Diversity & Inclusion

‘Man up’: Sex discrimination claim goes to trial based on supervisor’s comments

by Stephen W. Jones

The 8th Circuit recently reversed an Arkansas federal district court’s decision to dismiss a store manager’s sex discrimination claims. The appellate court indicated that a trial must be held to determine whether a district manager who allegedly made certain sexist comments to the store manager was a decision maker and, if so, whether the district manager’s comments could be direct evidence of discriminatory animus.  Big boss yelling to her employee with megaphone on fire

Background

Donna Morrow was hired on February 9, 2007, to be a store manager at the Zales Outlet in North Little Rock. Sometime between late October and early November 2012, John Daugherty became her district manager. Daugherty reported to regional manager Kelly Williams.

In December 2012, Williams authorized Daugherty to inquire into Morrow’s managerial conduct. During the inquiry, Vera Mnatzaganian, Morrow’s coworker, reported that Morrow sent a text message to her stating “I hate those F___ing N_____s.” Based on Mnatzaganian’s statement to Daugherty, Williams initiated an HR investigation.

The investigation indicated that Morrow used her mother’s credit account to make purchases that resulted in her receiving approximately $600 in sales bonuses. HR asked the loss prevention department to conduct a separate investigation, which showed that Morrow had used the credit account without being an authorized user. Morrow disputed the findings of both investigations.

Even though she denied that she sent the racist text and wasn’t authorized to use her mother’s credit account, Morrow was terminated at the conclusion of the investigations. She then filed a lawsuit alleging sex discrimination under Title VII of the Civil Rights Act of 1964. She presented evidence that during her employment, Daugherty implied that she should step down because she is a single mother and told her on several occasions to consume more protein and “man up.”

The district court analyzed Morrow’s claims under the McDonnell Douglas burden-shifting framework, which required her to establish, among other things, that the justification provided by Zales wasn’t the true reason for her termination but her sex was. The district court dismissed her case, finding that she hadn’t proven the legitimate nondiscriminatory reasons Zales offered for her termination were a pretext, or excuse, for sex discrimination. Morrow appealed.

8th Circuit’s decision

On appeal, the 8th Circuit concluded that Morrow presented an issue of fact appropriate for trial about whether Daugherty was sufficiently involved in the decision to terminate her to qualify as a “decision maker.” The court reasoned that because the evidence showed he participated in the investigation leading up to her termination and he was the one who told her that she was terminated, he could be deemed a decision maker. Moreover, the court concluded that Morrow raised a question about whether he told her that she should step down because she is female and a single mom, and it’s “a man’s world” and she needed to “man up.”

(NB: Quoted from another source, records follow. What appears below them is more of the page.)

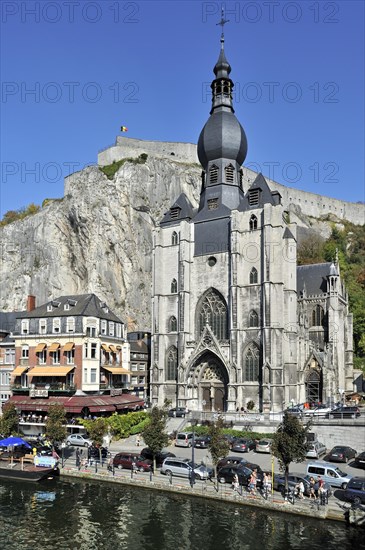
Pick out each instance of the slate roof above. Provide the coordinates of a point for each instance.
(84, 305)
(314, 278)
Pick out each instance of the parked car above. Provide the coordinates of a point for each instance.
(183, 467)
(130, 461)
(231, 460)
(178, 412)
(264, 446)
(360, 460)
(147, 454)
(243, 445)
(320, 410)
(355, 490)
(227, 473)
(78, 439)
(344, 412)
(293, 479)
(341, 453)
(202, 441)
(316, 449)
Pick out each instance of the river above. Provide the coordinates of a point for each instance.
(89, 515)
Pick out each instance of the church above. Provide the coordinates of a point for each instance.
(234, 318)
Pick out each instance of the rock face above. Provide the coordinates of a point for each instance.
(98, 238)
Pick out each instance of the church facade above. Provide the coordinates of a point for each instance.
(234, 318)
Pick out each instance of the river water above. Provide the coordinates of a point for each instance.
(89, 515)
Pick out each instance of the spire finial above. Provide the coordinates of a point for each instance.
(222, 22)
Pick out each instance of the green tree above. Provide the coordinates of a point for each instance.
(218, 444)
(154, 433)
(9, 420)
(290, 443)
(56, 424)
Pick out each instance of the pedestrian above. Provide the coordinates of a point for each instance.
(235, 483)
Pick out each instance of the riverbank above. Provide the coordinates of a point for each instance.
(208, 490)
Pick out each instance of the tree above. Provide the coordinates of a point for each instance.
(218, 444)
(9, 421)
(290, 443)
(55, 424)
(154, 433)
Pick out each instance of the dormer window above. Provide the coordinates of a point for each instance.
(174, 213)
(229, 171)
(213, 174)
(253, 197)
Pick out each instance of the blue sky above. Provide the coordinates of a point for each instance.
(73, 72)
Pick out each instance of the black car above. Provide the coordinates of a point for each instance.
(178, 412)
(344, 412)
(147, 454)
(360, 460)
(341, 453)
(202, 441)
(227, 473)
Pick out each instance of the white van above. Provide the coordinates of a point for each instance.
(184, 439)
(328, 472)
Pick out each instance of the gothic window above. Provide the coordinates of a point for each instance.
(229, 171)
(172, 324)
(213, 312)
(253, 276)
(253, 223)
(171, 364)
(251, 372)
(317, 316)
(213, 174)
(253, 319)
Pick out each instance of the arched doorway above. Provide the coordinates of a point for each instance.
(313, 386)
(212, 381)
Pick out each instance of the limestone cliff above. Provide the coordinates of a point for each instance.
(98, 238)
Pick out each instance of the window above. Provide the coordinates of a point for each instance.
(70, 324)
(70, 357)
(56, 357)
(253, 223)
(213, 312)
(174, 238)
(173, 286)
(252, 364)
(317, 316)
(229, 171)
(212, 204)
(253, 319)
(91, 332)
(213, 174)
(171, 364)
(253, 197)
(93, 350)
(253, 276)
(57, 325)
(25, 326)
(172, 324)
(42, 357)
(42, 326)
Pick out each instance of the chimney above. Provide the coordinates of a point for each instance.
(30, 303)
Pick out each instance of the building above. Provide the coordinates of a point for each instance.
(71, 350)
(140, 353)
(234, 318)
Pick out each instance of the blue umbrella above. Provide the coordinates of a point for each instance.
(14, 441)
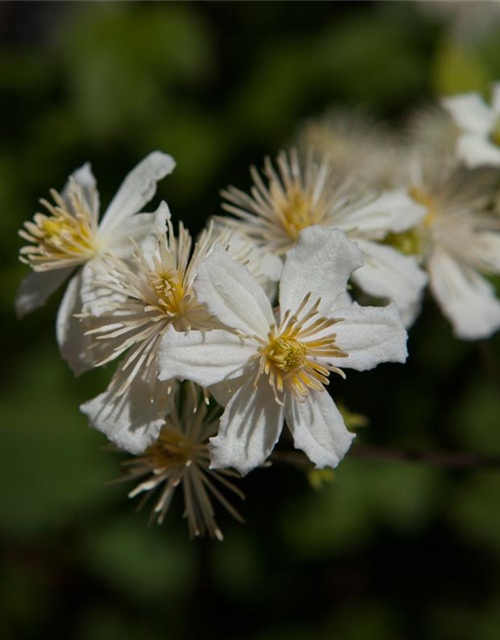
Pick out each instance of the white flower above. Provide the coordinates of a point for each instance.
(278, 365)
(356, 145)
(294, 199)
(70, 236)
(179, 458)
(263, 265)
(458, 243)
(138, 300)
(479, 142)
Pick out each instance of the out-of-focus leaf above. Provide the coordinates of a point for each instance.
(458, 69)
(146, 563)
(54, 471)
(475, 419)
(123, 61)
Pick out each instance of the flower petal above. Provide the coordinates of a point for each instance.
(391, 211)
(318, 428)
(133, 420)
(35, 289)
(477, 150)
(321, 263)
(470, 112)
(465, 297)
(75, 347)
(87, 182)
(136, 190)
(495, 97)
(141, 229)
(370, 335)
(249, 428)
(205, 357)
(232, 294)
(386, 273)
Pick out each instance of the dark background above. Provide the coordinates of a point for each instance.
(387, 550)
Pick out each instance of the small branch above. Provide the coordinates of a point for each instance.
(447, 459)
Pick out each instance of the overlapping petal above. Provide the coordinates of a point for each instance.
(387, 273)
(36, 288)
(370, 336)
(132, 420)
(470, 112)
(205, 357)
(136, 190)
(390, 211)
(466, 298)
(320, 263)
(318, 428)
(232, 294)
(249, 428)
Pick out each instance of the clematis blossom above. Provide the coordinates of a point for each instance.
(279, 363)
(296, 197)
(479, 124)
(70, 238)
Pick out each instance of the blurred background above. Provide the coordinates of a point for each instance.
(387, 550)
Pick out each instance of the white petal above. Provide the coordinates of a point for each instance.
(495, 97)
(318, 428)
(370, 335)
(477, 150)
(132, 421)
(205, 357)
(225, 390)
(74, 345)
(136, 190)
(141, 229)
(37, 287)
(388, 274)
(391, 211)
(465, 297)
(232, 294)
(86, 180)
(470, 112)
(321, 263)
(249, 428)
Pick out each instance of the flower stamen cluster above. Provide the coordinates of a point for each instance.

The court explained that Daugherty’s status as a decision maker was important because if he made the alleged comments, they would serve as direct evidence of discriminatory animus. If there was direct evidence of discriminatory animus, the McDonnell Douglas burden shifting framework used by the district court wouldn’t apply to Morrow’s claim. Instead, a mixed-motive analysis would apply.

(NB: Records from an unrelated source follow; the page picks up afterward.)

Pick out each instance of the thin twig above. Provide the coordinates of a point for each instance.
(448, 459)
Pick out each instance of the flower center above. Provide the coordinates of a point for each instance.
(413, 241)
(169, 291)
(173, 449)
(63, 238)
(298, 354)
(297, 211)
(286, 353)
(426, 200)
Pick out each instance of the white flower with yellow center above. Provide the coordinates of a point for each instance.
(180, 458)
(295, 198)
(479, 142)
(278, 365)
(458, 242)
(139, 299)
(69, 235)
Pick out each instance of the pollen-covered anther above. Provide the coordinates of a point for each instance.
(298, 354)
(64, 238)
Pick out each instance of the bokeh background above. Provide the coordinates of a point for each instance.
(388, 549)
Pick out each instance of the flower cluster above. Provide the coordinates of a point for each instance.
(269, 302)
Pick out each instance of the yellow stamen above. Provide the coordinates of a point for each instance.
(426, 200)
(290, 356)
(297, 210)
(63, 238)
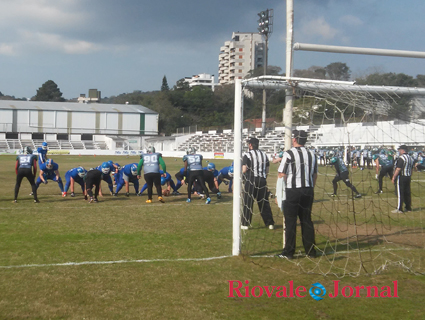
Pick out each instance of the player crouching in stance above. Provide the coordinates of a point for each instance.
(26, 166)
(92, 180)
(151, 162)
(125, 175)
(342, 174)
(49, 171)
(74, 175)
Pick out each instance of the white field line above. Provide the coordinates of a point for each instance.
(65, 264)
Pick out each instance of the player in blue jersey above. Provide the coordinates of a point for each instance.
(125, 175)
(74, 175)
(26, 167)
(386, 162)
(342, 175)
(50, 171)
(42, 153)
(150, 163)
(225, 175)
(194, 171)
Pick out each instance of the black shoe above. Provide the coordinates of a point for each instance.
(286, 255)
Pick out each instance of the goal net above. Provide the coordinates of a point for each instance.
(356, 124)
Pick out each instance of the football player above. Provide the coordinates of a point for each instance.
(26, 166)
(151, 162)
(74, 175)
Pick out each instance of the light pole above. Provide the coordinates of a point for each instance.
(265, 27)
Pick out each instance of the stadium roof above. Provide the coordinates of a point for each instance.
(73, 106)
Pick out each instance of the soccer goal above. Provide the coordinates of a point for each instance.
(353, 235)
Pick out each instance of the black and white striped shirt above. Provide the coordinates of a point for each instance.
(405, 163)
(257, 164)
(299, 165)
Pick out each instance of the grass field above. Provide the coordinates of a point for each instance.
(124, 259)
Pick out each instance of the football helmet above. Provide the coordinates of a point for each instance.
(134, 170)
(105, 168)
(81, 172)
(49, 164)
(26, 150)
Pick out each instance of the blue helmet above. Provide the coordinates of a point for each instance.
(134, 169)
(81, 172)
(49, 164)
(230, 172)
(106, 168)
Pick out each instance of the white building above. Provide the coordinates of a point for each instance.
(202, 79)
(245, 52)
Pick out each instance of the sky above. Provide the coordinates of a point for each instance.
(119, 46)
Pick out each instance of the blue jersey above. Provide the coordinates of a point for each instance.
(51, 171)
(194, 161)
(42, 155)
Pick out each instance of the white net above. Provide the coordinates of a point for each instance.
(353, 235)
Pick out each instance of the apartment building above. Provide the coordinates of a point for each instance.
(237, 57)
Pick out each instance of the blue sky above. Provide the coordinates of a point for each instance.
(126, 45)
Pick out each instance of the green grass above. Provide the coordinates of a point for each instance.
(160, 252)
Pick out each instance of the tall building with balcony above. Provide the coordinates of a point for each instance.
(245, 52)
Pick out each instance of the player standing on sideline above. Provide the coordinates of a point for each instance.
(74, 175)
(26, 166)
(125, 175)
(402, 178)
(299, 170)
(342, 174)
(93, 179)
(193, 170)
(255, 167)
(50, 171)
(386, 164)
(42, 153)
(151, 161)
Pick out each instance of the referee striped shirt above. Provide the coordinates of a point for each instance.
(299, 165)
(405, 163)
(257, 163)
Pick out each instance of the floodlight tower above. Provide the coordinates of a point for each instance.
(265, 27)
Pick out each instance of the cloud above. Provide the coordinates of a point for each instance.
(318, 27)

The court explained that under a mixed-motive analysis, once the employee demonstrates that an illegal criterion (like gender) was a motivating factor in the adverse employment decision, the employer may provide evidence to support a defense that it would have made the same decision absent the illegal criterion. The court further explained that the defense doesn’t absolve the employer of liability but does restrict the remedies available to the employee.

The court noted that direct evidence of discriminatory animus could be found even if the biased comments were made by an employee who wasn’t formally entrusted with decision-making duties but was closely involved in the adverse decision. Accordingly, the court reversed the district court’s dismissal of Morrow’s claim.

Bottom line

When an employee files a lawsuit alleging that she was terminated because of her protected class and there is evidence that a person in a supervisory role made comments about her protected class (e.g., her race or gender) and was involved in the decision to terminate her, the employer likely won’t be able to avoid liability no matter how valid its reasons for the termination are.